When I hear the stories of these reformers, I have a sense of relief, of lightness. What so many were weighed down by these reformers decided not to shoulder. Instead of picking up the heavy burden of shoulds and oughts, they simply set them aside. They listened closely to scripture and discovered a God of grace, mercy, and love. While the church was reformed and is reforming still, we live in a world that is enamored with enslavement, with being bound. We live by shoulds and oughts even when we don’t know why we think we should do something in particular. “That’s just the way it’s done,” or “That’s the way we’ve always done it,” we might say, whether we are speaking of getting married and having children or how we do any number of things in the church, like singing “Silent Night” on Christmas Eve while lighting candles or eating pie after Thanksgiving Eve worship. (I love both of those things, by the way; I’m not advocating for reformation here.)

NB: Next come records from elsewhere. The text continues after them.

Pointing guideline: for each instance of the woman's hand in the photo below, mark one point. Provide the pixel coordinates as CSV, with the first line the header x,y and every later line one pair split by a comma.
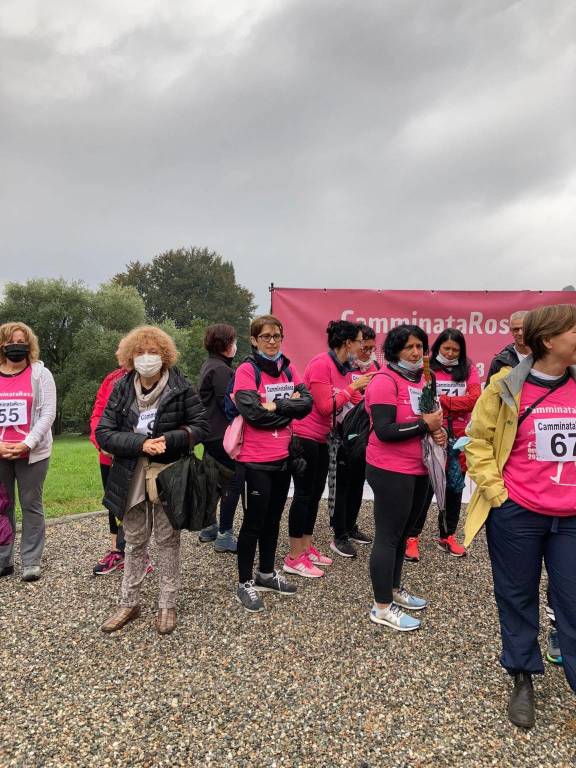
x,y
154,446
433,420
13,450
362,381
440,437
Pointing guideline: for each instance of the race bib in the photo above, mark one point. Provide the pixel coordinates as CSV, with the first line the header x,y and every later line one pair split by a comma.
x,y
415,399
13,413
146,422
278,391
451,388
555,439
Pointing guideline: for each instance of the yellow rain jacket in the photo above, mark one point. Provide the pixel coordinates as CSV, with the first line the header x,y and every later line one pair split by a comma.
x,y
492,431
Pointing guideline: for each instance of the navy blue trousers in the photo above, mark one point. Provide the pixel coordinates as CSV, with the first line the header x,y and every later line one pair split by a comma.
x,y
518,541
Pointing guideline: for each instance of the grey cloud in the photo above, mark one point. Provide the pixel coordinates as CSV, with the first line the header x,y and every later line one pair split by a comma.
x,y
336,144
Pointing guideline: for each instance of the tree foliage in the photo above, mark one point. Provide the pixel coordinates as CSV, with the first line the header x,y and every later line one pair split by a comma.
x,y
185,285
78,330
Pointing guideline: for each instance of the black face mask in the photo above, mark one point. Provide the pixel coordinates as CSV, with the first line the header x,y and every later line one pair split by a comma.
x,y
16,352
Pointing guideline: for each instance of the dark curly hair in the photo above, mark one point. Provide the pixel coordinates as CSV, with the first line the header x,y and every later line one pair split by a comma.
x,y
397,337
341,331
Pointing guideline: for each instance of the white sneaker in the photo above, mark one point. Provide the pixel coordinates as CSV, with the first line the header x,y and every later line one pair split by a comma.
x,y
394,617
404,599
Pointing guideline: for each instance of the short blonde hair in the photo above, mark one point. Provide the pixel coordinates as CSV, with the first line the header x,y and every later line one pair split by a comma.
x,y
7,331
141,335
542,323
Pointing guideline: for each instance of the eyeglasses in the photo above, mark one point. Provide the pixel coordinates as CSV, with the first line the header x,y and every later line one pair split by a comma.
x,y
268,337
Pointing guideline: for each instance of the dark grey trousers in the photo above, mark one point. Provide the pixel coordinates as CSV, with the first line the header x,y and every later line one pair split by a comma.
x,y
29,478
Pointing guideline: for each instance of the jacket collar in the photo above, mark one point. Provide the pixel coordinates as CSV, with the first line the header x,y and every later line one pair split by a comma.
x,y
269,366
510,385
343,368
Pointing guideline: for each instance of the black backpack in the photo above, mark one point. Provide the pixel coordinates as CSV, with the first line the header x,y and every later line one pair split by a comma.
x,y
354,431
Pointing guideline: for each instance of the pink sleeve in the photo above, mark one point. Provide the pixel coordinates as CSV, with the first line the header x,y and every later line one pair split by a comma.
x,y
244,377
383,390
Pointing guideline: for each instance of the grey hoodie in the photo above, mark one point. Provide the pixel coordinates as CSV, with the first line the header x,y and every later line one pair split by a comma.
x,y
39,440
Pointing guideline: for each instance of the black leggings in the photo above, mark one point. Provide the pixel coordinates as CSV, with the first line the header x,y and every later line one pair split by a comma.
x,y
308,488
350,478
453,506
398,501
115,529
266,493
232,491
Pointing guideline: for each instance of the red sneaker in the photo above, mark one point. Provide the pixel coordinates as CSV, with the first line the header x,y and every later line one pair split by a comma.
x,y
412,553
451,547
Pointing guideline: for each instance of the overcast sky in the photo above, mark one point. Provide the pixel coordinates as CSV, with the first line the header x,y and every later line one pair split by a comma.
x,y
319,143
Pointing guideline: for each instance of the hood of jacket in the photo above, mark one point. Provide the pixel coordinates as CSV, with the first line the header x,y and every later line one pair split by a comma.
x,y
269,367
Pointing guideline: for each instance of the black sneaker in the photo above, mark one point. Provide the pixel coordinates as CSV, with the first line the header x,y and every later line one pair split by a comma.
x,y
274,583
343,547
248,597
358,537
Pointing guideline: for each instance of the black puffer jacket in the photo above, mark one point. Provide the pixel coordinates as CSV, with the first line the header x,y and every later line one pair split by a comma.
x,y
180,418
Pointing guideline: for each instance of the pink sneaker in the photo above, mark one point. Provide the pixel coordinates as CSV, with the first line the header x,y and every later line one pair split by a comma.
x,y
316,557
302,566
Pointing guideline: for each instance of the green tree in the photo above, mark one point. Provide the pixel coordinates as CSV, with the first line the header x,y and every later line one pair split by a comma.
x,y
78,332
185,285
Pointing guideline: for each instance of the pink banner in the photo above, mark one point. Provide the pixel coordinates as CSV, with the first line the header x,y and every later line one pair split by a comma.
x,y
482,316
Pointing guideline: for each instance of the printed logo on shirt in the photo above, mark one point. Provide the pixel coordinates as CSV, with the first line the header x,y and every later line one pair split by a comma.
x,y
555,439
146,420
280,391
451,388
13,413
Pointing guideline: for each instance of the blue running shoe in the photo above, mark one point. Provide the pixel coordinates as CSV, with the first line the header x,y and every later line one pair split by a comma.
x,y
554,654
405,600
225,542
394,617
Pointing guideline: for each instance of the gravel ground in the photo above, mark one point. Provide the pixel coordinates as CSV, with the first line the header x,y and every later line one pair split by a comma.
x,y
308,682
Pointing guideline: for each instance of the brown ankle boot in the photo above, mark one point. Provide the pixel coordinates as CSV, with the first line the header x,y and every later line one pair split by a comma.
x,y
120,618
166,621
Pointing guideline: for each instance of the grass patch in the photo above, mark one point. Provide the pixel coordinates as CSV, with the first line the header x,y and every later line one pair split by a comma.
x,y
73,484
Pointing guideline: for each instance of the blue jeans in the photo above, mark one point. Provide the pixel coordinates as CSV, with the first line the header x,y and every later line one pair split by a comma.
x,y
518,541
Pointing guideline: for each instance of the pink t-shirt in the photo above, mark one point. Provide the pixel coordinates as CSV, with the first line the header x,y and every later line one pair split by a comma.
x,y
389,388
15,406
323,370
449,388
263,445
540,473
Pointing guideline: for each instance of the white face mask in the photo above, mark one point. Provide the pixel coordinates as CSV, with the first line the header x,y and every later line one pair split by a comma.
x,y
409,366
445,362
148,365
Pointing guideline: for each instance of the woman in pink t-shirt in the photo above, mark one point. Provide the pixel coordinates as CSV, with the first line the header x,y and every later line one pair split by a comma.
x,y
27,412
458,387
268,394
395,470
329,378
522,455
351,471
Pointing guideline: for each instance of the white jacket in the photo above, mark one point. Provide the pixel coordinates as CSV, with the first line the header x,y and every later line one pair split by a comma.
x,y
39,440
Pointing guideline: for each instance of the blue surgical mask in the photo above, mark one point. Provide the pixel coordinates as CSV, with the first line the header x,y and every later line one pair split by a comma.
x,y
445,362
273,358
408,366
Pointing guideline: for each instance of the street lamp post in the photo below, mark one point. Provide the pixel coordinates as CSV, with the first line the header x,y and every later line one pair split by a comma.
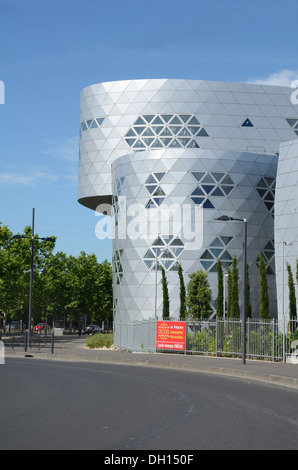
x,y
226,218
156,267
31,270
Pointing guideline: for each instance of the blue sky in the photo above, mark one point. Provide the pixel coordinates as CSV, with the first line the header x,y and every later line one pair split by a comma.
x,y
50,50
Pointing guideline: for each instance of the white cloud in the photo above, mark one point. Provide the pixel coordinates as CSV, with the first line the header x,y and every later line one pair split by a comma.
x,y
27,180
281,78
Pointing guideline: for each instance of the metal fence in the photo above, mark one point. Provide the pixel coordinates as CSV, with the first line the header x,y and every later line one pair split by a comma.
x,y
265,340
19,341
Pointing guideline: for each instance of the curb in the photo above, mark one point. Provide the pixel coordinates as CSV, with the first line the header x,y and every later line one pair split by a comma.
x,y
272,379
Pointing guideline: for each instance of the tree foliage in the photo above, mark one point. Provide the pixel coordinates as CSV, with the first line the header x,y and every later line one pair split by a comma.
x,y
220,288
263,295
292,297
63,286
165,296
182,310
199,295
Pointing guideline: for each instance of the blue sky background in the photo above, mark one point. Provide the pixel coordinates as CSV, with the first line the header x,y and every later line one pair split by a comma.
x,y
50,50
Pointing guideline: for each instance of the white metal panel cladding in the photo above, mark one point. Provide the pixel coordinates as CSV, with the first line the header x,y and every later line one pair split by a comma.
x,y
206,144
286,221
136,292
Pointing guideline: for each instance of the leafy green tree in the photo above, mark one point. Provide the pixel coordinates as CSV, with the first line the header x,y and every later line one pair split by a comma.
x,y
12,285
199,295
165,295
182,311
263,295
220,289
235,310
292,296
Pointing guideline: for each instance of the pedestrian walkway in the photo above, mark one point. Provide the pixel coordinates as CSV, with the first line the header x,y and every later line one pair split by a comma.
x,y
73,349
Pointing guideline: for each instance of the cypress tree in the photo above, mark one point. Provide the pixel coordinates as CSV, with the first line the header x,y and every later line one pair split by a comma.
x,y
263,296
199,295
220,288
247,297
235,310
230,294
292,297
182,311
165,294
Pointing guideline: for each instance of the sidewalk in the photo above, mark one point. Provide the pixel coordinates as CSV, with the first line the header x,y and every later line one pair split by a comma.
x,y
73,349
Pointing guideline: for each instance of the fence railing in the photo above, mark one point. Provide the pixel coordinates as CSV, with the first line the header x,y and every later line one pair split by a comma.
x,y
265,340
19,341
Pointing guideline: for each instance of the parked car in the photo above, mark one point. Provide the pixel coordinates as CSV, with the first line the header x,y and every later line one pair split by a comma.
x,y
40,326
91,330
15,325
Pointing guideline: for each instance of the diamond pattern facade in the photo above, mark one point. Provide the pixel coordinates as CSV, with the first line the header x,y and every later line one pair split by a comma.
x,y
175,143
286,222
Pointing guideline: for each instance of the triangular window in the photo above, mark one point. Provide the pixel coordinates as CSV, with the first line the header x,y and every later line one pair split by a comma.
x,y
247,123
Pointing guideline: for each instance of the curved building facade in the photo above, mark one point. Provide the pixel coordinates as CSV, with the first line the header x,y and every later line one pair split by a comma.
x,y
171,156
286,222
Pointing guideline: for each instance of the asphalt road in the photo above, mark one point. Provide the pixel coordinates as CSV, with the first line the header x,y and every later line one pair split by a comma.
x,y
53,405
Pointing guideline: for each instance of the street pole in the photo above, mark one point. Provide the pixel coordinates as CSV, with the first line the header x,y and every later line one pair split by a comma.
x,y
31,279
244,291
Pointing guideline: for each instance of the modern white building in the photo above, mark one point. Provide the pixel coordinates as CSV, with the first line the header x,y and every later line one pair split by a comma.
x,y
286,221
166,158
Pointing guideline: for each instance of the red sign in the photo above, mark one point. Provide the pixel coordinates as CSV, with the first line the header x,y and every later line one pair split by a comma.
x,y
170,335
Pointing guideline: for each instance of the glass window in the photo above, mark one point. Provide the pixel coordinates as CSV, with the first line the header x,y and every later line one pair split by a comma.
x,y
247,123
208,204
175,129
184,141
175,143
139,130
148,141
227,189
175,120
197,192
159,176
184,117
203,133
139,122
217,242
148,133
227,180
165,141
193,129
193,144
156,144
166,117
184,132
159,192
139,144
157,129
198,175
151,180
148,117
206,255
217,192
150,188
207,188
166,132
131,133
197,200
157,120
130,142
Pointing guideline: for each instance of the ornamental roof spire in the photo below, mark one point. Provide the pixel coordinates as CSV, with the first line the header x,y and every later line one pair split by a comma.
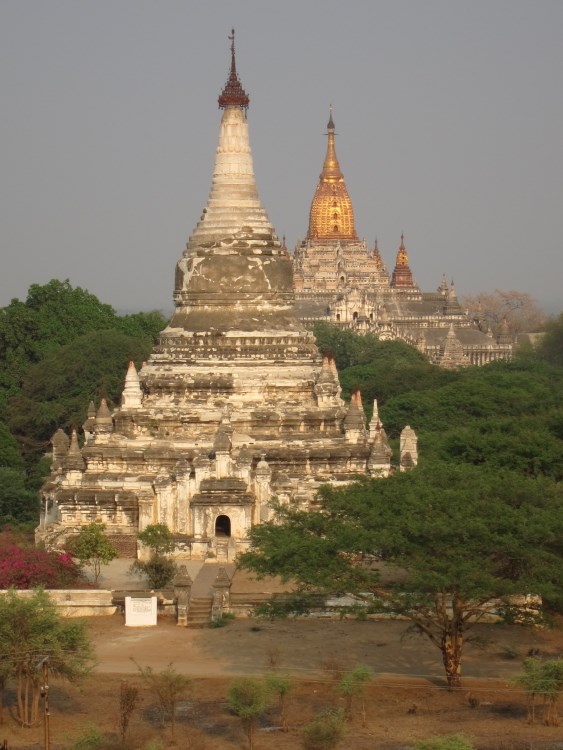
x,y
402,275
233,94
233,208
331,216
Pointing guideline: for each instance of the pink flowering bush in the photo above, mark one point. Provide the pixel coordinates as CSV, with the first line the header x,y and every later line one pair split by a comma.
x,y
27,567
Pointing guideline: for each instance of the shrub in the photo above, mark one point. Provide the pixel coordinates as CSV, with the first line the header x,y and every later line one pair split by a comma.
x,y
27,567
324,732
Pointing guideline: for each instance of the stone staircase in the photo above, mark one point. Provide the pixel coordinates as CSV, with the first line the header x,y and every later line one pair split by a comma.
x,y
199,612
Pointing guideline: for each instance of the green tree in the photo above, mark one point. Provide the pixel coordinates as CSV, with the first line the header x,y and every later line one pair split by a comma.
x,y
550,347
352,685
462,539
248,699
158,538
56,391
168,687
280,685
93,548
543,679
324,732
30,630
158,569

My most vivid experience of freedom is kind of a silly one. A year ago when Ben and I decided to get divorced, I remember getting gas for the first time since I moved out of the apartment we shared. During the 15 years that Ben and I were together, Ben insisted that we keep track of the trip mileage, the total mileage, and the number of gallons of gas we pumped each time we went to the gas station. We had a little notebook in the glove compartment of the car where we kept this information logged, and when we would be at the gas station together, I would log the information while Ben would pump the gas even though I didn’t find the practice all that important. (It was just one of those things I did because it was important to my spouse.) On this particular day a year ago September, I pumped my gas and then, as always, reached over to my glove compartment to grab the obligatory small notebook. I had the pencil in my hand and was about to write down my mileage when I realized in midstream that I did not have to do so. And I laughed aloud at myself. I sat astounded at this new thought: I did not have to write down my mileage ever again if I didn’t want to! Freedom, relief, lightness!
What we’ve always done needn’t be what we always do.
And sometimes, doing what we’ve always done obscures the truth.
When we realize a truth that for whatever reason was hidden from us up until that point, we instantly know freedom. The truth of the Reformation is that our God is a loving, gracious, merciful God. How does this truth free you? How does this truth free us? Maybe we don’t have to do what we’ve always done—at church or in the rest of our lives. Maybe we can try something new; if it doesn’t work, we can just try something else. Maybe we can ask questions. Maybe we can risk being who we really are. The truth that God is loving, gracious and merciful frees us from fear of condemnation, failure, and shame. We know the truth, and the truth has set us free. Thanks be to God! Amen.